Saturday, February 9, 2013

Going My Way (1944)

Director: Leo McCarey                                 Writers: Frank Butler and Frank Cavett
Film Score: Robert Dolan                             Cinematography: Lionel Lindon
Starring: Bing Crosby, Barry Fitzgerald, Frank McHugh and Jean Heather

I’m not sure I really understand Going My Way. It’s obviously a Bing Crosby vehicle, although there’s precious little singing in it until the final twenty minutes. The script is all over the place, with juvenile delinquents, a runaway girl singer, grouchy neighbors, the bank managers trying to foreclose on the church, the old flame opera singer, and the replacement of the venerable priest with the young upstart. Then there’s also the fact that Bing Crosby looks no more like a priest than Montgomery Clift in I Confess. Now there are a lot of old films where priests figure prominently, some of them with great success, but this one keeps me at a distance.

Gary Giddins, in his book of reviews, Natural Selection, calls the film a “neglected masterpiece.” He praises Crosby for his natural acting, but for me it's like a lot of acting. In this case it’s the way Bing always acted . . . like Bing. Another aspect of the film that underwhelms is the mix of comedy and pathos. Again, Giddins likes this: “the tears it elicits are hard-won” and claims it “generates much empathic laughter in a theater.” But for me the two seem to cancel each other out and leave me unable to really enjoy either.

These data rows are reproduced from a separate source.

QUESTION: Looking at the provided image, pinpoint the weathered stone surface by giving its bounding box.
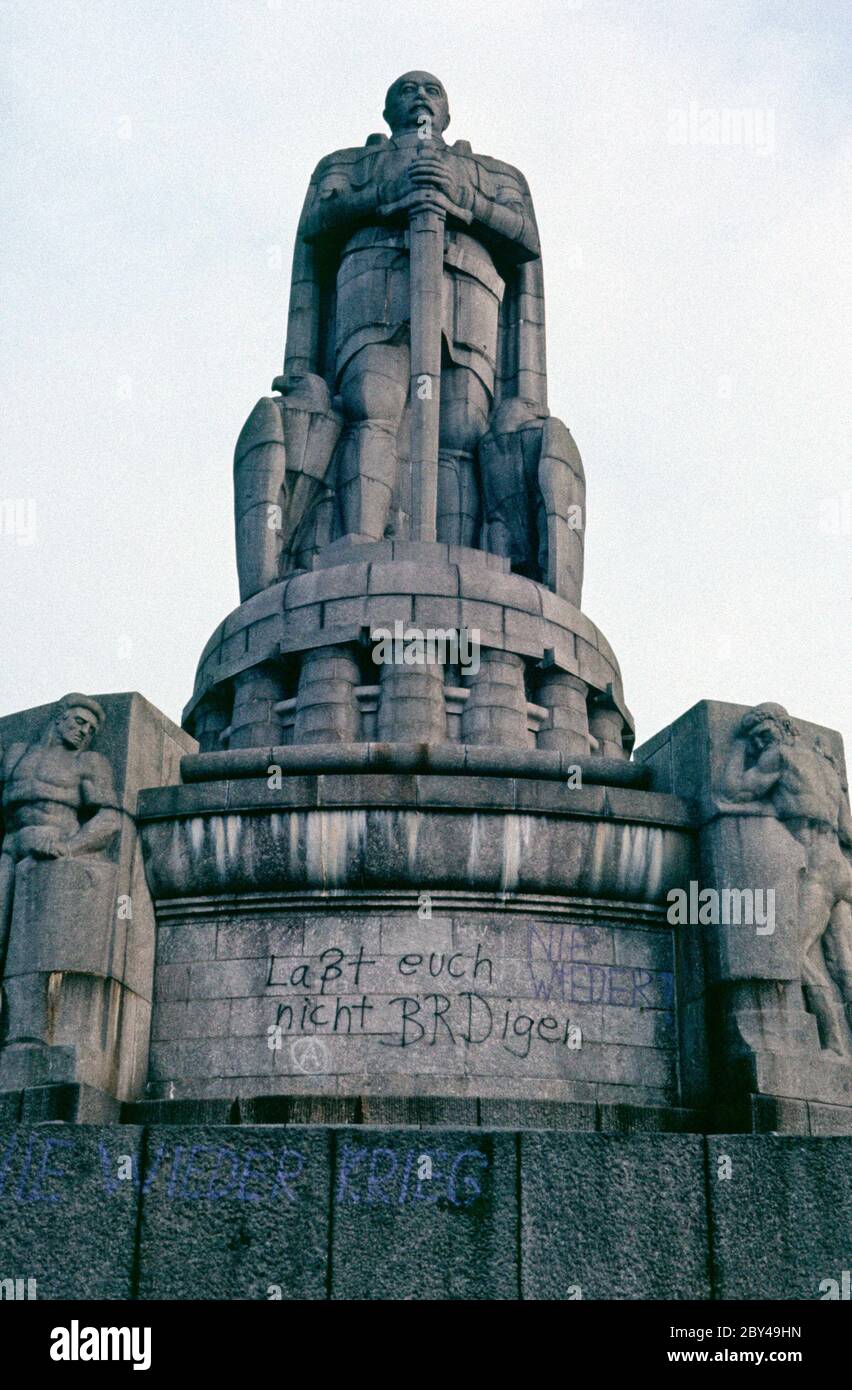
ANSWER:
[0,1125,142,1302]
[331,1130,518,1301]
[139,1125,331,1300]
[706,1134,852,1300]
[521,1133,710,1300]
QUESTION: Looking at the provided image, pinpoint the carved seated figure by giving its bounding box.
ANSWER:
[724,703,852,1058]
[0,694,121,979]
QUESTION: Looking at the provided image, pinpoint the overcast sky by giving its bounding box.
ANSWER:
[0,0,852,742]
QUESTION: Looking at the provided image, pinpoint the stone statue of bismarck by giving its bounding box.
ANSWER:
[235,72,584,602]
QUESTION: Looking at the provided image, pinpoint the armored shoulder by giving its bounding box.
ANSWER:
[311,135,388,183]
[79,751,118,806]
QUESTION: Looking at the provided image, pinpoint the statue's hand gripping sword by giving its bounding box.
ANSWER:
[379,150,473,541]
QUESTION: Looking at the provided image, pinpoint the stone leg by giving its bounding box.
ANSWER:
[229,666,285,748]
[801,872,852,1056]
[293,646,360,744]
[0,853,15,980]
[338,343,409,541]
[823,902,852,1026]
[438,367,491,546]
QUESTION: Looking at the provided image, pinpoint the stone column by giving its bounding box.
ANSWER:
[193,695,231,753]
[461,648,531,748]
[293,646,361,744]
[536,667,589,756]
[589,695,630,759]
[229,666,285,748]
[378,662,448,744]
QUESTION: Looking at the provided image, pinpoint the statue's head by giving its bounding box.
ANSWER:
[53,692,106,752]
[737,702,799,753]
[382,72,450,135]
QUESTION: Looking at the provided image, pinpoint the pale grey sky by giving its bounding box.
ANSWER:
[0,0,852,741]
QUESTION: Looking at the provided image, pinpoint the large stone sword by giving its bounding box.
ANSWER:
[382,156,473,541]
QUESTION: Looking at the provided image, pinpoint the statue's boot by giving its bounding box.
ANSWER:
[805,984,852,1059]
[436,449,480,546]
[338,420,398,541]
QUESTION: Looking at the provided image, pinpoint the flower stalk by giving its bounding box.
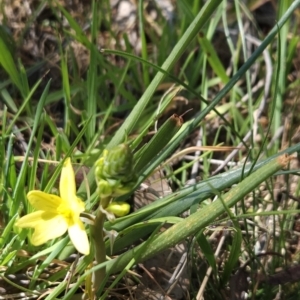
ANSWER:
[91,144,136,293]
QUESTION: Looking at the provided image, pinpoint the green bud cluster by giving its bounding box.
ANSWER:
[95,144,136,198]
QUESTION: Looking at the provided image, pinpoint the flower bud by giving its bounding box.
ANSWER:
[106,201,130,217]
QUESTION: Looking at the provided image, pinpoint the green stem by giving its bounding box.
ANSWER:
[91,198,110,293]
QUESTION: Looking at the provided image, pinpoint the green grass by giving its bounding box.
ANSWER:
[0,0,300,299]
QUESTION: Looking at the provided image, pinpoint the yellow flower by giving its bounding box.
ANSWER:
[16,158,90,255]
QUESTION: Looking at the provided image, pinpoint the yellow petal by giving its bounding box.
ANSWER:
[27,191,62,213]
[68,219,90,255]
[31,213,68,246]
[15,210,47,228]
[59,157,76,202]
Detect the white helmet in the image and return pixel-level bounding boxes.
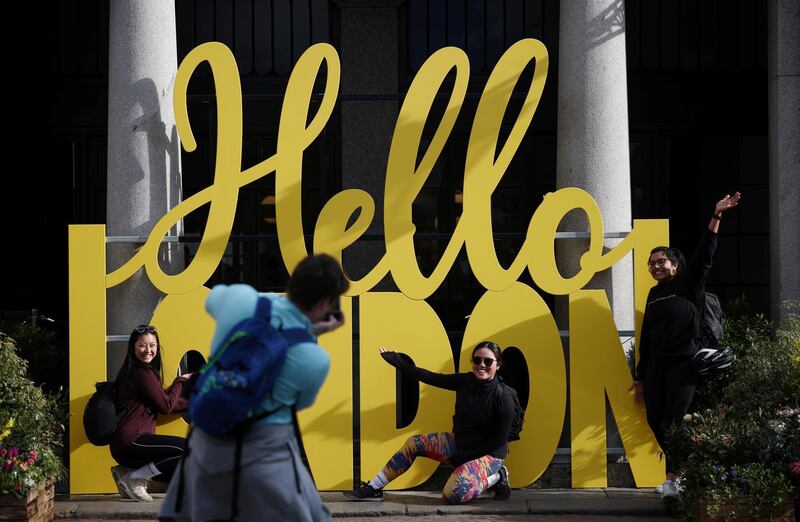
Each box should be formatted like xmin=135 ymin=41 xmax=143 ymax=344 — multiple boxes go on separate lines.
xmin=692 ymin=346 xmax=736 ymax=377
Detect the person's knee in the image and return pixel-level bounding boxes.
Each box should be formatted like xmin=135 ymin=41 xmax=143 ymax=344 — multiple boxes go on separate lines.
xmin=403 ymin=435 xmax=423 ymax=453
xmin=442 ymin=491 xmax=466 ymax=506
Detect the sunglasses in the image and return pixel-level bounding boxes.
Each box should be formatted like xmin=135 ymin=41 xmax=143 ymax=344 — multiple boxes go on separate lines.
xmin=647 ymin=257 xmax=669 ymax=268
xmin=472 ymin=355 xmax=496 ymax=366
xmin=133 ymin=324 xmax=156 ymax=333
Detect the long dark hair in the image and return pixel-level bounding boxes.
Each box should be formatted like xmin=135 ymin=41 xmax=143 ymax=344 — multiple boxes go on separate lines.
xmin=115 ymin=324 xmax=164 ymax=385
xmin=648 ymin=246 xmax=686 ymax=274
xmin=472 ymin=341 xmax=503 ymax=365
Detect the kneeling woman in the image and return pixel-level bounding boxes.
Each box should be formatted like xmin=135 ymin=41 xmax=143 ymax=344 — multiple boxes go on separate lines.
xmin=111 ymin=325 xmax=190 ymax=502
xmin=345 ymin=341 xmax=514 ymax=504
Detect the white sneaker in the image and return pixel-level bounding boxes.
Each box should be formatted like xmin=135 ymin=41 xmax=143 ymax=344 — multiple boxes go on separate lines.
xmin=117 ymin=472 xmax=153 ymax=502
xmin=111 ymin=466 xmax=131 ymax=498
xmin=661 ymin=479 xmax=678 ymax=500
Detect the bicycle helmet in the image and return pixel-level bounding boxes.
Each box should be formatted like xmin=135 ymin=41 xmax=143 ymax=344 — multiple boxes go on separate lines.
xmin=692 ymin=346 xmax=736 ymax=377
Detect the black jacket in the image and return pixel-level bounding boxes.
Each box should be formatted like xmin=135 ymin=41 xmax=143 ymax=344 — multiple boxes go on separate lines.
xmin=381 ymin=352 xmax=514 ymax=466
xmin=636 ymin=230 xmax=717 ymax=381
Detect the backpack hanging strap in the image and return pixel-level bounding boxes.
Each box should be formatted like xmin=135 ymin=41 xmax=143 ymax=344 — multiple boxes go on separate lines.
xmin=256 ymin=297 xmax=272 ymax=322
xmin=231 ymin=430 xmax=246 ymax=521
xmin=175 ymin=427 xmax=194 ymax=513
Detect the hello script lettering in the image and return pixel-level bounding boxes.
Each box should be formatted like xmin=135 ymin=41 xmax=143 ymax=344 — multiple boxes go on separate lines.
xmin=108 ymin=39 xmax=634 ymax=299
xmin=69 ymin=39 xmax=668 ymax=493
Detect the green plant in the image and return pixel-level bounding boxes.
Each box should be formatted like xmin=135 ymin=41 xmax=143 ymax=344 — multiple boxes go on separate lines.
xmin=669 ymin=303 xmax=800 ymax=518
xmin=0 ymin=321 xmax=67 ymax=392
xmin=0 ymin=332 xmax=65 ymax=498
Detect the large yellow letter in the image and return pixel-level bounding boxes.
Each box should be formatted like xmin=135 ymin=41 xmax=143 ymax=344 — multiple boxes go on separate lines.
xmin=69 ymin=225 xmax=114 ymax=494
xmin=459 ymin=283 xmax=567 ymax=487
xmin=569 ymin=290 xmax=664 ymax=488
xmin=297 ymin=297 xmax=353 ymax=490
xmin=359 ymin=292 xmax=455 ymax=489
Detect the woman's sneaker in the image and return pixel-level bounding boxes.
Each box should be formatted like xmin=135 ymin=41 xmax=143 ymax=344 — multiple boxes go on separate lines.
xmin=111 ymin=466 xmax=131 ymax=498
xmin=344 ymin=482 xmax=383 ymax=502
xmin=117 ymin=473 xmax=153 ymax=502
xmin=492 ymin=466 xmax=511 ymax=500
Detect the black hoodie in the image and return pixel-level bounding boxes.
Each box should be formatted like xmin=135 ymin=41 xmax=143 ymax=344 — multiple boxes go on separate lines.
xmin=381 ymin=352 xmax=514 ymax=466
xmin=636 ymin=229 xmax=717 ymax=381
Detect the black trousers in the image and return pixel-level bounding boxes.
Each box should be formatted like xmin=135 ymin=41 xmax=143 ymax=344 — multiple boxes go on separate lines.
xmin=113 ymin=435 xmax=186 ymax=482
xmin=642 ymin=356 xmax=697 ymax=473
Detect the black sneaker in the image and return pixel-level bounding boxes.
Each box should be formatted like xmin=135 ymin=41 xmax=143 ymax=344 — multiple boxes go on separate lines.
xmin=492 ymin=466 xmax=511 ymax=500
xmin=344 ymin=482 xmax=383 ymax=502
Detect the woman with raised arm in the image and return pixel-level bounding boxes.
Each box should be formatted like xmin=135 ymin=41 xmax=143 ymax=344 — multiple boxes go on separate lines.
xmin=631 ymin=192 xmax=741 ymax=500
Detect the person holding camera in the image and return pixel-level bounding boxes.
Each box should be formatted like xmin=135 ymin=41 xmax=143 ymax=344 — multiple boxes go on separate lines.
xmin=159 ymin=254 xmax=349 ymax=522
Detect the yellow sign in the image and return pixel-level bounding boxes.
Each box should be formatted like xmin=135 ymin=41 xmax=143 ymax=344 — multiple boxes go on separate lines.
xmin=69 ymin=39 xmax=668 ymax=493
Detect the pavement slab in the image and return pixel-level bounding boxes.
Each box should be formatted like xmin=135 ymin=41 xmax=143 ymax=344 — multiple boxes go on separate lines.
xmin=55 ymin=488 xmax=667 ymax=522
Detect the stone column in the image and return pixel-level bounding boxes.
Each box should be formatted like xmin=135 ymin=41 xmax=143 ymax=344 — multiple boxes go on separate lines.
xmin=556 ymin=0 xmax=634 ymax=460
xmin=106 ymin=0 xmax=184 ymax=376
xmin=768 ymin=0 xmax=800 ymax=319
xmin=557 ymin=0 xmax=634 ymax=330
xmin=337 ymin=0 xmax=402 ymax=286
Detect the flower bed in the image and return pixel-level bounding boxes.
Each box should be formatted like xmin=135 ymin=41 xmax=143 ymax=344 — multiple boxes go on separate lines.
xmin=0 ymin=332 xmax=64 ymax=506
xmin=697 ymin=497 xmax=795 ymax=522
xmin=669 ymin=304 xmax=800 ymax=520
xmin=0 ymin=482 xmax=55 ymax=522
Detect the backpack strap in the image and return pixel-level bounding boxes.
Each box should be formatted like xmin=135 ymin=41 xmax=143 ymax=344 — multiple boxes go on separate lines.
xmin=256 ymin=296 xmax=272 ymax=322
xmin=231 ymin=430 xmax=245 ymax=521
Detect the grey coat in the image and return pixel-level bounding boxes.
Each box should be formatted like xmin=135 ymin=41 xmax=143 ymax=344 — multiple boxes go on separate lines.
xmin=159 ymin=425 xmax=331 ymax=522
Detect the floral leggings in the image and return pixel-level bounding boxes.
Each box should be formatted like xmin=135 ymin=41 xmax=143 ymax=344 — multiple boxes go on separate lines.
xmin=383 ymin=433 xmax=503 ymax=504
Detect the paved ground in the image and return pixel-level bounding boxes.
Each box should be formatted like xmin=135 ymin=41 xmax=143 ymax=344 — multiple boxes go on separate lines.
xmin=56 ymin=488 xmax=671 ymax=522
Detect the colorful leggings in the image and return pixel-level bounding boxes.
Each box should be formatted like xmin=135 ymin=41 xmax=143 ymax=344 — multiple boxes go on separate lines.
xmin=383 ymin=433 xmax=503 ymax=504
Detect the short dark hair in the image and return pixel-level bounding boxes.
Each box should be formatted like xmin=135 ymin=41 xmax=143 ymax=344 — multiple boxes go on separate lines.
xmin=648 ymin=246 xmax=686 ymax=272
xmin=472 ymin=341 xmax=503 ymax=364
xmin=286 ymin=254 xmax=350 ymax=310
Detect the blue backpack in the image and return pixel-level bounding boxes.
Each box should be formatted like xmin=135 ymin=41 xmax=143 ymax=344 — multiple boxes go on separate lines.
xmin=189 ymin=297 xmax=313 ymax=437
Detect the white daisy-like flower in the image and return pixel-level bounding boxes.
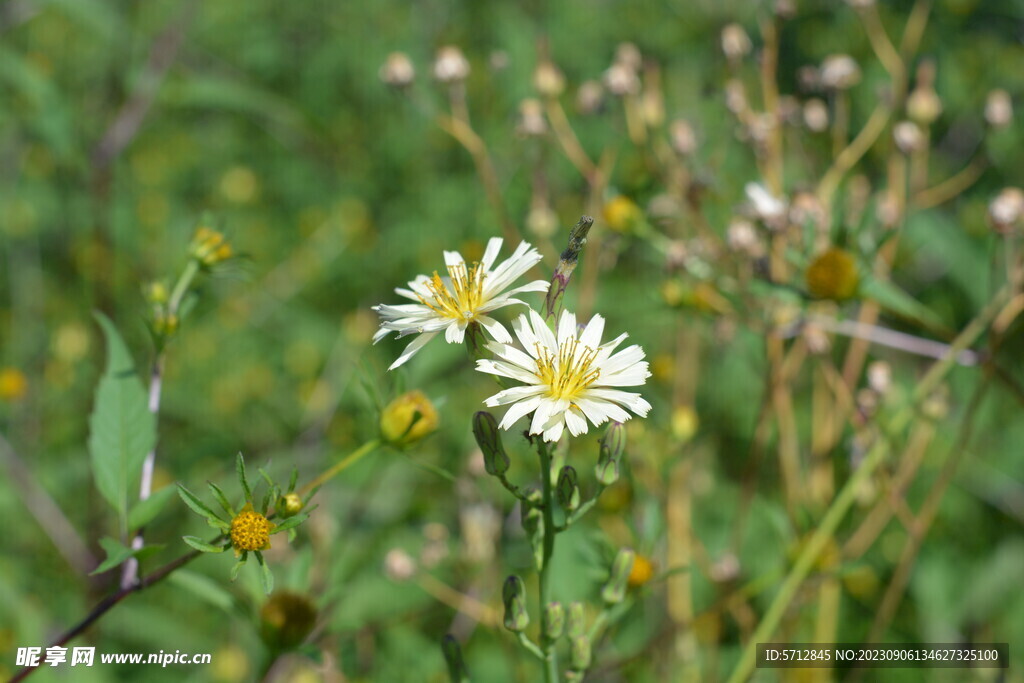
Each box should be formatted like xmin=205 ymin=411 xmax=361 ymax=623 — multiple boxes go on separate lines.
xmin=476 ymin=309 xmax=650 ymax=441
xmin=374 ymin=238 xmax=549 ymax=370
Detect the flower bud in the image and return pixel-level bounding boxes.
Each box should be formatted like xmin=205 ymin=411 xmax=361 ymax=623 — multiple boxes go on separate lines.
xmin=601 ymin=548 xmax=636 ymax=605
xmin=985 ymin=89 xmax=1014 ymax=128
xmin=380 ymin=389 xmax=439 ymax=447
xmin=473 ymin=411 xmax=509 ymax=476
xmin=534 ymin=60 xmax=565 ymax=97
xmin=722 ymin=24 xmax=754 ymax=61
xmin=565 ymin=601 xmax=587 ymax=638
xmin=893 ymin=121 xmax=925 ymax=155
xmin=805 ymin=248 xmax=860 ymax=301
xmin=542 ymin=602 xmax=565 ymax=640
xmin=259 ymin=591 xmax=316 ymax=650
xmin=502 ymin=574 xmax=529 ymax=633
xmin=188 ymin=227 xmax=233 ymax=268
xmin=555 ymin=466 xmax=580 ymax=512
xmin=278 ymin=494 xmax=304 ymax=519
xmin=569 ymin=636 xmax=591 ymax=671
xmin=819 ymin=54 xmax=860 ymax=90
xmin=594 ymin=422 xmax=626 ymax=486
xmin=379 ymin=52 xmax=416 ymax=88
xmin=434 ymin=45 xmax=469 ymax=83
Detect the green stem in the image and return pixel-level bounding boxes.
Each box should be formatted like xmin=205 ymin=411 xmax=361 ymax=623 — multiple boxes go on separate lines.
xmin=537 ymin=439 xmax=558 ymax=683
xmin=299 ymin=438 xmax=381 ymax=496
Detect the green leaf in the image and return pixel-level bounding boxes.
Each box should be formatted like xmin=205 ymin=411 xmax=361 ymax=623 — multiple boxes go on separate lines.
xmin=89 ymin=312 xmax=157 ymax=528
xmin=256 ymin=550 xmax=273 ymax=595
xmin=234 ymin=453 xmax=253 ymax=503
xmin=270 ymin=513 xmax=309 ymax=535
xmin=128 ymin=486 xmax=174 ymax=531
xmin=207 ymin=481 xmax=234 ymax=518
xmin=860 ymin=275 xmax=946 ymax=333
xmin=181 ymin=536 xmax=224 ymax=553
xmin=178 ymin=484 xmax=223 ymax=526
xmin=89 ymin=537 xmax=164 ymax=577
xmin=167 ymin=569 xmax=233 ymax=613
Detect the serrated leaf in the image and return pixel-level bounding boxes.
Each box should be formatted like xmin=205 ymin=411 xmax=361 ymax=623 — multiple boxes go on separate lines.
xmin=207 ymin=481 xmax=234 ymax=518
xmin=181 ymin=536 xmax=224 ymax=553
xmin=255 ymin=550 xmax=273 ymax=595
xmin=234 ymin=453 xmax=253 ymax=503
xmin=89 ymin=537 xmax=163 ymax=577
xmin=128 ymin=486 xmax=174 ymax=531
xmin=89 ymin=312 xmax=157 ymax=528
xmin=178 ymin=484 xmax=223 ymax=523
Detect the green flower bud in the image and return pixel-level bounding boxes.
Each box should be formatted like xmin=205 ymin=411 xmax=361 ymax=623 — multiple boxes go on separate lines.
xmin=473 ymin=411 xmax=509 ymax=476
xmin=601 ymin=548 xmax=636 ymax=605
xmin=594 ymin=422 xmax=626 ymax=486
xmin=259 ymin=591 xmax=316 ymax=650
xmin=565 ymin=601 xmax=587 ymax=640
xmin=502 ymin=574 xmax=529 ymax=633
xmin=441 ymin=633 xmax=469 ymax=683
xmin=569 ymin=636 xmax=590 ymax=671
xmin=555 ymin=466 xmax=580 ymax=512
xmin=542 ymin=602 xmax=565 ymax=640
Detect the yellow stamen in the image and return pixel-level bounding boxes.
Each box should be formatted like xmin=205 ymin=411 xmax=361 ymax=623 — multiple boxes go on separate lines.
xmin=537 ymin=339 xmax=601 ymax=400
xmin=420 ymin=263 xmax=486 ymax=321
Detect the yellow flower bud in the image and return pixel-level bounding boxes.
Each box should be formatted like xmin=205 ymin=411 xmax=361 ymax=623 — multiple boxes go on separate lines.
xmin=0 ymin=368 xmax=29 ymax=400
xmin=381 ymin=390 xmax=439 ymax=446
xmin=805 ymin=248 xmax=860 ymax=301
xmin=603 ymin=195 xmax=643 ymax=232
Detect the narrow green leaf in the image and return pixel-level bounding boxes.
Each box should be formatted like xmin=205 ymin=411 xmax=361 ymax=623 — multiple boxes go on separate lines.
xmin=178 ymin=484 xmax=223 ymax=522
xmin=234 ymin=453 xmax=253 ymax=503
xmin=255 ymin=550 xmax=273 ymax=595
xmin=181 ymin=536 xmax=224 ymax=553
xmin=270 ymin=513 xmax=309 ymax=535
xmin=89 ymin=312 xmax=157 ymax=528
xmin=207 ymin=481 xmax=234 ymax=518
xmin=128 ymin=486 xmax=174 ymax=531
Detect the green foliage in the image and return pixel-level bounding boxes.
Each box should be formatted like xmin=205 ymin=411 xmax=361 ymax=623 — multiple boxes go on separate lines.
xmin=89 ymin=313 xmax=157 ymax=528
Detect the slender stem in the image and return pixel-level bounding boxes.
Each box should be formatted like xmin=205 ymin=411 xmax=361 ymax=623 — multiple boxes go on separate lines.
xmin=729 ymin=286 xmax=1010 ymax=683
xmin=299 ymin=438 xmax=381 ymax=496
xmin=121 ymin=258 xmax=199 ymax=589
xmin=537 ymin=440 xmax=558 ymax=683
xmin=9 ymin=539 xmax=205 ymax=683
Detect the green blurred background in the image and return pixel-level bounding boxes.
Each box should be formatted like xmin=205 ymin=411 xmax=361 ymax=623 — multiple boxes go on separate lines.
xmin=0 ymin=0 xmax=1024 ymax=681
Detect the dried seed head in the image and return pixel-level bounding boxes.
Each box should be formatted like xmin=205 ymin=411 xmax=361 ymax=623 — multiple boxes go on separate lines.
xmin=516 ymin=97 xmax=548 ymax=137
xmin=379 ymin=52 xmax=416 ymax=88
xmin=988 ymin=187 xmax=1024 ymax=234
xmin=384 ymin=548 xmax=416 ymax=581
xmin=434 ymin=45 xmax=469 ymax=83
xmin=721 ymin=24 xmax=754 ymax=62
xmin=893 ymin=121 xmax=925 ymax=155
xmin=985 ymin=89 xmax=1014 ymax=128
xmin=820 ymin=54 xmax=860 ymax=90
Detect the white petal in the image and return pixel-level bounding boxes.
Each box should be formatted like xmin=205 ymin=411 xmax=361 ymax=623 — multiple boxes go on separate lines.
xmin=388 ymin=332 xmax=437 ymax=370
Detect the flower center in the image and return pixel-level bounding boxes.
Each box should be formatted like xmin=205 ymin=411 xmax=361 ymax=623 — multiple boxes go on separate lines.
xmin=231 ymin=509 xmax=273 ymax=551
xmin=420 ymin=263 xmax=486 ymax=321
xmin=537 ymin=339 xmax=601 ymax=400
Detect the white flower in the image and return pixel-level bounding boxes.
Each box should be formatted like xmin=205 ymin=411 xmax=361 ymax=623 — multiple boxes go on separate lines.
xmin=476 ymin=309 xmax=650 ymax=441
xmin=374 ymin=238 xmax=548 ymax=370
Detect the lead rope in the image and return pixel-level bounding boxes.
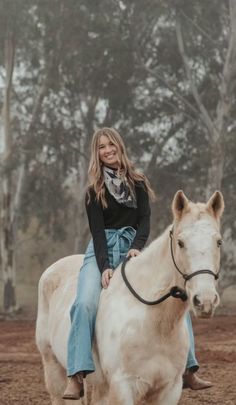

The story has Crosby as a priest coming to his new parish, currently run by the irascible Barry Fitzgerald who doesn’t like the young father’s progressive ways. Crosby proceeds to ingratiate himself in the community, turn the delinquents into a boys’ choir, and seemingly solve the problems of everyone who comes in the church door. While the eventual replacement of Fitzgerald with Crosby is the apparent conflict, it really doesn’t play out that way, and eventually the conflict becomes getting money to save the church. As far as the music, the songs aren't integrated into the plot in any way either. It puts me in the mind of another Academy Award winner that left me equally as cold, How Green was My Valley.

All of which brings me back to my mystification that it won the Oscar that year, especially given that it was going up against Double Indemnity and Gaslight. The film practically swept the Academy Awards in 1945, not only winning for best picture, but for Crosby in the lead, Fitzgerald for supporting, director, screenplay and the song “Swinging on a Star.” It’s not the first time the Academy has made some bizarre selections, and I’m sure there are lots of folks like Giddins who love the film. For me, however, I’m going to have to say Going My Way is not a great film.